Box Office: The Brick of It

    Date
    Author DCM

The Weekend Round-up

  • The Lego Movie 2 masterfully built on its box office total over the weekend, adding £2.472m to take its total to £7.3m. This is enough to retain the top spot, but does represent a drop of 39%, and is tracking 68% behind the first instalment. We are now in half-term for most schools however, meaning the film should be given a special boost, and kids have shown they will stay with the franchise through brick and thin.
  • Instant Family jumped instantly into second place in its first weekend, grossing £2.469m, which is roughly the amount of money you’d need to pay me to adopt Mark Wahlberg’s daily workout routine.
  • How To Train Your Dragon: The Hidden World dropped 30% in its second weekend to float down to third place with a new total of £11.4m. The franchise still has wings however, as the latest instalment is 20% ahead of How To Train Your Dragon 2,  and should benefit greatly from half-term week.
  • Alita: Battle Angel adds £1.4m to come in at number four, and is already on par with the final total of Ghost in the Shell (£5.7m), proving once and for all that angels are more popular with the British public than ghosts when it comes to otherworldly beings – bare this in mind when it comes to Halloween.
  • Green Book completes the top five, driving solidly along with a new total of £5m, which likely includes a small BAFTA boost.
  • Outside of the top 10, Happy Death Day 2U opened with £740k, with The Kid Who Would Be King following close behind with an opening total of £735k. If Beale Street Could Talk is now on a total £818.8k. The Favourite is now the highest grossing title released in 2019, with a total of £15m.
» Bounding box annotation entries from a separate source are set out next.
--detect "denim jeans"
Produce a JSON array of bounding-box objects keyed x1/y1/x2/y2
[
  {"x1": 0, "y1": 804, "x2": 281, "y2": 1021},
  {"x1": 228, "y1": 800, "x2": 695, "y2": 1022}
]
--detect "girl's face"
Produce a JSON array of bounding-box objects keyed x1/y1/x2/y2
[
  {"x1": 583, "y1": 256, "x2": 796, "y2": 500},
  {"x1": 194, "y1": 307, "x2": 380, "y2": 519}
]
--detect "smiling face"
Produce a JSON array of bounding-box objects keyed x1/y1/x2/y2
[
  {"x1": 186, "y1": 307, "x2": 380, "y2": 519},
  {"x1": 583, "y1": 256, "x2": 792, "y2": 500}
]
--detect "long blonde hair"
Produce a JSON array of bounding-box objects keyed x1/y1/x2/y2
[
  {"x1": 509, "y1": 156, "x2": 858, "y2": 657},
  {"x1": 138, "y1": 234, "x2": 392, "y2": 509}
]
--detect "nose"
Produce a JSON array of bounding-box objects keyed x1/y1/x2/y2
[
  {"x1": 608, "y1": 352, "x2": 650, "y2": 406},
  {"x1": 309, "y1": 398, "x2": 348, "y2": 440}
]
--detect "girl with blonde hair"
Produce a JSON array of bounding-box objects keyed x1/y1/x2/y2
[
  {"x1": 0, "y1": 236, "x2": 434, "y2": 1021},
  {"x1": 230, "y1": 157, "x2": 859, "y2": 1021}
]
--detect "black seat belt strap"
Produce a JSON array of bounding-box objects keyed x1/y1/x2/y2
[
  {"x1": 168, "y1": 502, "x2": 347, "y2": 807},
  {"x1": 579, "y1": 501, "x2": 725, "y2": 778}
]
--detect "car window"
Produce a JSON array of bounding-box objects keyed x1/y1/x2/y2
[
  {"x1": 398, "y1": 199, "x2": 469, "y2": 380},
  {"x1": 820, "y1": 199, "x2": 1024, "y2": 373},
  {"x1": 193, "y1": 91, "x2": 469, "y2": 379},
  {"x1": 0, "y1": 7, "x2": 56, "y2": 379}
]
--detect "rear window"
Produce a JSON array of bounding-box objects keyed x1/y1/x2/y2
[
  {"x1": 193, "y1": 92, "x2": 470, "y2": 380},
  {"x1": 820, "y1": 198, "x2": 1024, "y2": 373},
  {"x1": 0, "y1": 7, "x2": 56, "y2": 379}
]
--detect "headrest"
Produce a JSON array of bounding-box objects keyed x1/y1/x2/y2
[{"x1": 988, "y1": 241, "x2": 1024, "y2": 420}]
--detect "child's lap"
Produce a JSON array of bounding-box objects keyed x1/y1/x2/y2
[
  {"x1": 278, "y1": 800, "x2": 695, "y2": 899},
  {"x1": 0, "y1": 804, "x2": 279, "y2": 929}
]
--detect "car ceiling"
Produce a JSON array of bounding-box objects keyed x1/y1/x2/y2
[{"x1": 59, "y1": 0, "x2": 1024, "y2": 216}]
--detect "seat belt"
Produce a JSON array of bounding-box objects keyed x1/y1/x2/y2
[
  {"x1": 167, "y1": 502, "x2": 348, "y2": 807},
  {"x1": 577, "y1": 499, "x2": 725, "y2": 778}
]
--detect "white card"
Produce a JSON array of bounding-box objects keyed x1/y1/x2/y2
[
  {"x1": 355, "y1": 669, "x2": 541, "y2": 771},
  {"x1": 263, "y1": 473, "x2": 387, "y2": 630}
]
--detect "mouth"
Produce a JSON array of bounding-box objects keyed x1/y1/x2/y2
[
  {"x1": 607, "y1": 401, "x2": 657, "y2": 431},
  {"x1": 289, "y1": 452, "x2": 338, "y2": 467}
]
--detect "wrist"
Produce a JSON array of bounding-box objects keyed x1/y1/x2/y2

The overall box office is down 15% from last weekend and ranks 37th out of the latest 52 weekends. It is down 45% versus the same weekend last year, at which point Black Panther opened at No.1 with a 3-day total of £10.4m.

Next Weekend

  • On The Basis of Sex is set to be one of the year's most inspiring and entertaining films. This is the powerful and timely true story of US Supreme Court Justice Ruth Bader Ginsburg (Felicity Jones) who led the fight against gender discrimination and blazed an unprecedented trail for equality.
  • Cold Pursuit stars Liam Neeson in another action role. Welcome to Kehoe, it's -10 degrees and counting at this glitzy ski resort in the Rocky Mountains. The police aren't used to much action until the son of unassuming town snowplough driver, Nels Coxman, is murdered at the order of a flamboyant drug lord.
  • Capernaum is the latest work from acclaimed director Nadine Labaki. Capernaum is a tribute to the resilience of the human spirit, a battle cry for the forgotten, the unwanted and the lost that offers hope in the most unexpected of places.

The Buzz

Capernaum is the latest work from acclaimed director Nadine Labaki, and tells the story of  a 12-year-old boy who sues his parents for neglect while serving a five-year sentence for a violent crime. Empire Magazine have given the film 4 stars, with Ian Freer writing “Capernaum is a picaresque journey through Beirut streets, shot through with harsh realities and touching tenderness. Nothing in Labaki’s previous two films — 2007’s Caramel and 2010’s Where Do We Go Now? — have prepared us for this: it’s tough and unflinching, but drenched in buckets of empathy.” Capernaum is released in UK cinemas on Friday.

Across The Pond

Alita: Battle Angel topped the box office in its opening weekend, with $34,3m, meaning The Lego Movie 2 slipped down to second place, but now has a cumulative total of $68.8m. Third place sees another new entry, with Isn’t It Romantic opening with $22.9m. What Men Want dropped two places to come fourth over the weekend, adding $12m, and the top five is completed by a third new entry, Happy Death Day 2U, which opened with $11m.